Battle of Agents - Part 3 | Amir's Research Notes

This is the final post in a three-part series. Part 1 covered building Sentinel — our multi-agent Python code reviewer — with Google ADK and a local Ollama variant. Part 2 rebuilt it as a CLI agent using Claude Code, Gemini CLI, and opencode. Here we compare every dimension and build a framework for deciding which paradigm belongs in your next project.

Before the comparison: what stayed the same

Here’s the architectural observation that’s easy to miss when you focus on which paradigm “wins.”

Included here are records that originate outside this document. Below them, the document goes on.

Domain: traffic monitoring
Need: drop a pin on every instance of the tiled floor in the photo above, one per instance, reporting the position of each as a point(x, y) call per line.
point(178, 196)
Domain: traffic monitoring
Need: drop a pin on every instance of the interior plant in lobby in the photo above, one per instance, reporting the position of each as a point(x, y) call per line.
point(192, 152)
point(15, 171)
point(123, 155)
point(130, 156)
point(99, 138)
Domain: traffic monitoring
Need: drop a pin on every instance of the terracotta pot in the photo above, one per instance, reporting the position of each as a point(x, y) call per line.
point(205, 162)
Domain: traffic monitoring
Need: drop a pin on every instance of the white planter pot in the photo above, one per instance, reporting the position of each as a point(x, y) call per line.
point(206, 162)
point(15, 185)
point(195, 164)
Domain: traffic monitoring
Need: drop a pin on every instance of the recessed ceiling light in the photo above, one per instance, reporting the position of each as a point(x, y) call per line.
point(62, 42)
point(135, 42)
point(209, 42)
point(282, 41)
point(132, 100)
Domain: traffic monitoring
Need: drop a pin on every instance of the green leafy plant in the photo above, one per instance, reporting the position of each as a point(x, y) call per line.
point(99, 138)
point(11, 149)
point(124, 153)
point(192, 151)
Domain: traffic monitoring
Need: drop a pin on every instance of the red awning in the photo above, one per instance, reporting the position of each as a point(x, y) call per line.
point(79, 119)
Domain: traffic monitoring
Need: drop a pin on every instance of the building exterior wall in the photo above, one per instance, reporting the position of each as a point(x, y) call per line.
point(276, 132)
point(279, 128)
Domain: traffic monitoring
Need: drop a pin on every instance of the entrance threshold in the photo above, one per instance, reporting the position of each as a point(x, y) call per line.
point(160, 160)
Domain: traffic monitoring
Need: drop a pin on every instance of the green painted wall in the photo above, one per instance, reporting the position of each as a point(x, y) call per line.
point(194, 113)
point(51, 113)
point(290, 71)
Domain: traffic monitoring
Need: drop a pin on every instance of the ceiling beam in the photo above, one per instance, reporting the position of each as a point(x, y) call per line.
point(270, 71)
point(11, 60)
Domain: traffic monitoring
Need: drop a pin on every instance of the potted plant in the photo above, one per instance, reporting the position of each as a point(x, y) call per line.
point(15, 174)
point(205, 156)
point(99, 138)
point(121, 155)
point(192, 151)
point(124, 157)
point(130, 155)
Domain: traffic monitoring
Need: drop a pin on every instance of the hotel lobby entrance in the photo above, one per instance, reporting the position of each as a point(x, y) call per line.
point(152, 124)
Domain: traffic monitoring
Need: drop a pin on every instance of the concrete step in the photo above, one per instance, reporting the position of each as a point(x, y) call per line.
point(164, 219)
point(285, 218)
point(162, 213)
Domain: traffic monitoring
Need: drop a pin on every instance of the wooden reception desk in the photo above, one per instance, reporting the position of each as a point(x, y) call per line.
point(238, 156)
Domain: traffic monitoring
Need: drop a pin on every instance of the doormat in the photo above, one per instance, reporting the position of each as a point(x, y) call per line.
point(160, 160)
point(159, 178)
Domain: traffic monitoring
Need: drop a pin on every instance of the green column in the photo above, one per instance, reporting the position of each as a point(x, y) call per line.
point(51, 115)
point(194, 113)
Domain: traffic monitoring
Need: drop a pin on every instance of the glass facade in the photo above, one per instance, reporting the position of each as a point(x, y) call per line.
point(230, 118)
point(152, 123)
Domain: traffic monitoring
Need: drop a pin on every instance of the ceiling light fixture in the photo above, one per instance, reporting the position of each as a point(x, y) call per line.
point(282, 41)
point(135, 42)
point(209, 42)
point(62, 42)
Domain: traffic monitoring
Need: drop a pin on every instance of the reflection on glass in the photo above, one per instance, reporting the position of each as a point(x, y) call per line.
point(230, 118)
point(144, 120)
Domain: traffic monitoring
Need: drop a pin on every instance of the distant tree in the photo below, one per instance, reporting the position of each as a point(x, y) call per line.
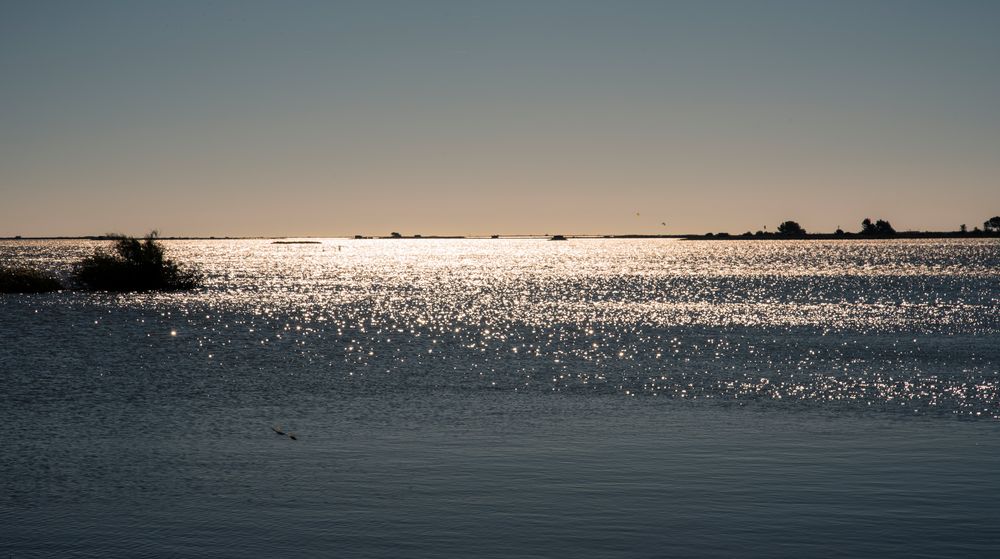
point(791, 228)
point(883, 227)
point(880, 227)
point(134, 265)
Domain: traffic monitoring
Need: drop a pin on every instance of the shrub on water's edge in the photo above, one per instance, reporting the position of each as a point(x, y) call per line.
point(27, 280)
point(134, 265)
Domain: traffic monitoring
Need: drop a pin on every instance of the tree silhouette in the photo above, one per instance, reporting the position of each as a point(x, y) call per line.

All five implementations share the same deterministic core. The findings on our cursed AuthService file are identical in every run — ADK with Gemini 2.5, ADK with Ollama, Claude Code, Gemini CLI, opencode with MiniMax-Text-01:

Category	Findings	Consistent across all 5?
Hardcoded secrets	2 (lines 5–6)	Yes
SQL injections	2 (lines 14, 37)	Yes
Dangerous calls	`eval` + `pickle.loads`	Yes
Complexity errors	1 (`get_user_data`)	Yes
Naming violations	2	Yes
Missing type hints	12	Yes
Missing docstrings	7	Yes

The LLM above the analyzer layer is entirely interchangeable. The deterministic tool layer does the actual work — the LLM’s job is to invoke the tools correctly and present the results well.

This separation matters more than the paradigm choice. Keep the deterministic layer deterministic. Don’t let your orchestration framework bleed into it. If an analyzer needs to change, that’s a Python PR with tests. If the reviewer’s presentation needs to change, that’s a markdown edit. If you want to swap frameworks entirely, you keep the analyzers and change the wiring.

With that in mind, let’s compare what actually differs.

The core distinction

SDK paradigm:   Your code calls the LLM
CLI paradigm:   The LLM calls your code

That’s not just a description of control flow — it’s a claim about where the intelligence lives.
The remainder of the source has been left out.